If you are between the ages of 13 and 18, a self-proclaimed geek, not homosexual, not male, not white are shocked by your pedophile tendencies and would cry with glee at the sight of a rocket pack, you will probably enjoy this movie. Everyone else belonging to a minority, for fear of being either offended or made to feel too young or too old, you'd be better off watching How to Train Your Dragon.
There is only one other movie I considered prematurely walking out on lest my soul bleed from the holes under my fingernails I had to create just to stop the raping of my senses. Kick-Ass didn't quite measure up to that sort of torture, but I had the urge many times (which I could name). Perhaps my tastes have become too accustomed to real films, or perhaps I'm just not a teenager anymore, but I refused to conform to the rest of the audience's low standards of what makes an entertaining film. I was awkwardly frustrated when the room jolted from their seats to applaud the screen and one person yelled in sarcasm "That was a terrible movie!" to which everyone shared a group-bonding laugh about. Obviously Kick-Ass was a flick, designed to appeal to the flood of hormones of a teen, a guilty pleasure of fulfilled sexual fantasies, stardom, and rebellion, meshed with an open appreciation for one race of geek. It doesn't help that it would be accepted as freshness when the only activities in my town for underage night owls looking for some danger is spying on the hippies in the park.



Although I dare not emulate that Star Wars Review guy because it would require me to watch this movie again, I will discuss my reasons for bashing this movie here.
First and foremost, filmmakers who falsely advertise their work about one thing to get people in the door bother me to hell. This is often done for competitiveness, like Ants and A Bugs Life, or Final Fantasy having nothing to do with the game series (naming him Sid was a cheap movie). What I am referring to here is the trailers portray this movie about real-life superheroes. The main character states he is not some Peter Parker superhero who somehow miraculously develops some sort of special ability, yet his speedy recovery from a knife wound and car pummeling miraculously make him immune to some undefined level of pain.

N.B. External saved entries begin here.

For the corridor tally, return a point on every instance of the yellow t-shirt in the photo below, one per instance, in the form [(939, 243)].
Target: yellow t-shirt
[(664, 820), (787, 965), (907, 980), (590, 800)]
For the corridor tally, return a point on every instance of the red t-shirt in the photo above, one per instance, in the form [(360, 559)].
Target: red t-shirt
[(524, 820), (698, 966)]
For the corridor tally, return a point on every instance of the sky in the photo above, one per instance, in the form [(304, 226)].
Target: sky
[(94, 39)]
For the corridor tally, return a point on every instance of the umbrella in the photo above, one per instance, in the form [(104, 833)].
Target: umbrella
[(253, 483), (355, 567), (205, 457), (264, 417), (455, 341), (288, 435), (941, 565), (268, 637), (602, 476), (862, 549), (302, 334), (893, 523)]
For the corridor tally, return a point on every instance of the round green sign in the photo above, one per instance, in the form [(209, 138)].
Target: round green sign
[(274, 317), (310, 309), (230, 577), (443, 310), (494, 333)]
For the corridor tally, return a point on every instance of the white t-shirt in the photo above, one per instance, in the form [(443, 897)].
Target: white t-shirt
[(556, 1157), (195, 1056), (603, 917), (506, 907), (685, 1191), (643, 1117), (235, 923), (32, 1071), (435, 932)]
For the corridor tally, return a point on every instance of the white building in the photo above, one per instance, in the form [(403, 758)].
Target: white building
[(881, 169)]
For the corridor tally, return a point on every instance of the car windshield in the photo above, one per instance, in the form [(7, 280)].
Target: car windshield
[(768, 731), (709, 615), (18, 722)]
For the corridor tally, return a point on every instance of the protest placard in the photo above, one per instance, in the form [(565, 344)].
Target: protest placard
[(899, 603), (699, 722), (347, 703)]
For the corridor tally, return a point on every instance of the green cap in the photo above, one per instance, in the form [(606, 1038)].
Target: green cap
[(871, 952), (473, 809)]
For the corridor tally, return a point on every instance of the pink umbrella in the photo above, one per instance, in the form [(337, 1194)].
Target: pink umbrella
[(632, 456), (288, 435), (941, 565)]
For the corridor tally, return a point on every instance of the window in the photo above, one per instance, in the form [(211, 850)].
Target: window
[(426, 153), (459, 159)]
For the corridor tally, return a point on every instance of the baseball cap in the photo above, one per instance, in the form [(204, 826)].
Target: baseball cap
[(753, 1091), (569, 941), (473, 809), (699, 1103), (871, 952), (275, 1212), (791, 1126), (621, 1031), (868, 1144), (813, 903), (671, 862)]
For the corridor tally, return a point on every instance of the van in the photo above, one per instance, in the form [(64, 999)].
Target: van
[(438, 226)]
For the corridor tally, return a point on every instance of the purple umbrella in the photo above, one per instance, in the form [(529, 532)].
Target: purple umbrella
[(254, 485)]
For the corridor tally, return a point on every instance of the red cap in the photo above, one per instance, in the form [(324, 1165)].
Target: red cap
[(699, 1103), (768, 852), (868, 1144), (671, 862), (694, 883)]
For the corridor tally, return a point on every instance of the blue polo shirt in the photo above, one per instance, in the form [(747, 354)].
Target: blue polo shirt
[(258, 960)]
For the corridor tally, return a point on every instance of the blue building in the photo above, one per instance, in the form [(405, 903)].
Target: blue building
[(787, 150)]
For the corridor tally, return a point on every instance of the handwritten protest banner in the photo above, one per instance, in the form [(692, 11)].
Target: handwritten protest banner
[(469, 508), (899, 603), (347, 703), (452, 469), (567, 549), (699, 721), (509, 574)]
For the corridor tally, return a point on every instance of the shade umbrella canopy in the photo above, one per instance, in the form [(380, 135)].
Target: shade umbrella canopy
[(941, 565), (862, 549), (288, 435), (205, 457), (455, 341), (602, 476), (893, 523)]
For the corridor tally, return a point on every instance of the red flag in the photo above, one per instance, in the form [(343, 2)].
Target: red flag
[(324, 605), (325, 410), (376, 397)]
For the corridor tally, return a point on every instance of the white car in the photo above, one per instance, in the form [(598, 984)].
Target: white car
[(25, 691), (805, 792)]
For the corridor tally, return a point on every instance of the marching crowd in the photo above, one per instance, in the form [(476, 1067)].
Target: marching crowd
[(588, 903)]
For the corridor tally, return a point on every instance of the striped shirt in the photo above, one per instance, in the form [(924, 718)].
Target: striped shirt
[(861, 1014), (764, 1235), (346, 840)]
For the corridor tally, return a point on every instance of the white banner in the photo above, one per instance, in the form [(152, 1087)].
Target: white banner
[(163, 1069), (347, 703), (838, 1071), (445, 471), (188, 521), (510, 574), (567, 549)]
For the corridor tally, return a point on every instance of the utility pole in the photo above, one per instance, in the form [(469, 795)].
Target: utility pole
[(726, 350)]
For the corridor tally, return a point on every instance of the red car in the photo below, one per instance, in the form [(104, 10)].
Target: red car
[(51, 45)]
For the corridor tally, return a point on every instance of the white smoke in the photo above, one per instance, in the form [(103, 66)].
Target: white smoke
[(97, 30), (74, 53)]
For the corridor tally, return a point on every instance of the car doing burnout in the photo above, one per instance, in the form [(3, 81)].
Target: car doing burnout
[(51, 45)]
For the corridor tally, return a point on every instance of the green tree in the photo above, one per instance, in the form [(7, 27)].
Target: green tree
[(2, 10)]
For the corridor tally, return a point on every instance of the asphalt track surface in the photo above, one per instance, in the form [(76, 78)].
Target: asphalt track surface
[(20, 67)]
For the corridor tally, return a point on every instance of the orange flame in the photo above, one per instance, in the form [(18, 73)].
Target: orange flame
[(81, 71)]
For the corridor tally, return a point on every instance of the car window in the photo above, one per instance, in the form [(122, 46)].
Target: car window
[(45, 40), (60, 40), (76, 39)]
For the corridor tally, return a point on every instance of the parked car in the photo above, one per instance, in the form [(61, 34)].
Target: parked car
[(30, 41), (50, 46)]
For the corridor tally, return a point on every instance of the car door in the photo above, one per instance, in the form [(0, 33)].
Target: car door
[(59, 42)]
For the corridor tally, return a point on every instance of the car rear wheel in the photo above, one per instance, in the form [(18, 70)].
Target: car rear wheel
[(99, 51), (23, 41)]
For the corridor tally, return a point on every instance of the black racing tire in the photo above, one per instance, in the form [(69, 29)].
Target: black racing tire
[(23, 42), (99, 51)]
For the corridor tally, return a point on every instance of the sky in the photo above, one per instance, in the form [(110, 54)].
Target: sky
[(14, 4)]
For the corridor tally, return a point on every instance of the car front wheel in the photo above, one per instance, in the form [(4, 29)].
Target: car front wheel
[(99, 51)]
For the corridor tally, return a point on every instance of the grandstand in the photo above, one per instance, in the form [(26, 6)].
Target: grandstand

I acknowledge this could happen neurologically, but the premise was that he was an ordinary kid trying to making a difference as an influence to other normal people (presumably the audience). Instead he was a device to appeal to the raging hormones of teenage boys. Again, I am fine with a movie aimed at a particular audience, except the other half of the audience who expected a movie like Zach and Miri make a porno, Superbad, or maybe even Juno with the sarcastic yet awkward humor and bizarre real-life situations aimed toward younger adults, were shafted. The trailers had me stoked about a humorous/realist approach bringing awareness to the methods, intentions, and dangers faced by real-life superheroes (refer to the Examples section in this link). I knew it was a lie when a maturized child (if bootylicious can make it into the dictionary, so can I make up my own words) saves the main character by slashing off limbs, plunging knives into a drug ring of black men.
The movie held true to its claim for the first 30 minutes maybe. A kid attempts to do good in his neighborhood, facing his fears and landing himself close to death when he is stabbed by a bully (the car crash was overkill, but it provided the superhero ability). He has a crush on a girl who stereotypes him as a loser and hence avoids contact with him (are the old cliches the best?), until rumor of his accident reaches her ears and she becomes his sex slave (way to teach about protecting oneself when sexual impulses strike guys). Her character provides no other purpose than the tamed desirable, number one anti-feminist crime a movie can commit. But its okay because it is for a particular young male audience. The cheap thrills and sex scenes (her and him fucking randomly in an alley, how saucy) are lame, overused, blantantly obvious to anyone who isn't a layman when it comes to avoiding Hollywood crap for films with substance and decent storytelling. It also screams Transformers 2 when you shift focus of the camera to the badass little girl for the second half of the movie rather than continue to develop and move the story around the established main character Kick-Ass. Change the title to Teen Titan Raven impersonator and include some of the unpredictable gore in the trailers and you will actually be advertising the movie I regret paying to see.
And no I will not apologize to those of you who loved it and can't wait for the sequel.
It simply tried too hard.

Since posting this review, I have been informed of a contest credit of Topless Robot. Applicants must submit of 100 word concise description of a real-life super villain, their powerless abilities, and as in many cases their disturbingly absurd intentions.
Awesome. Only because its still a step up from this movie.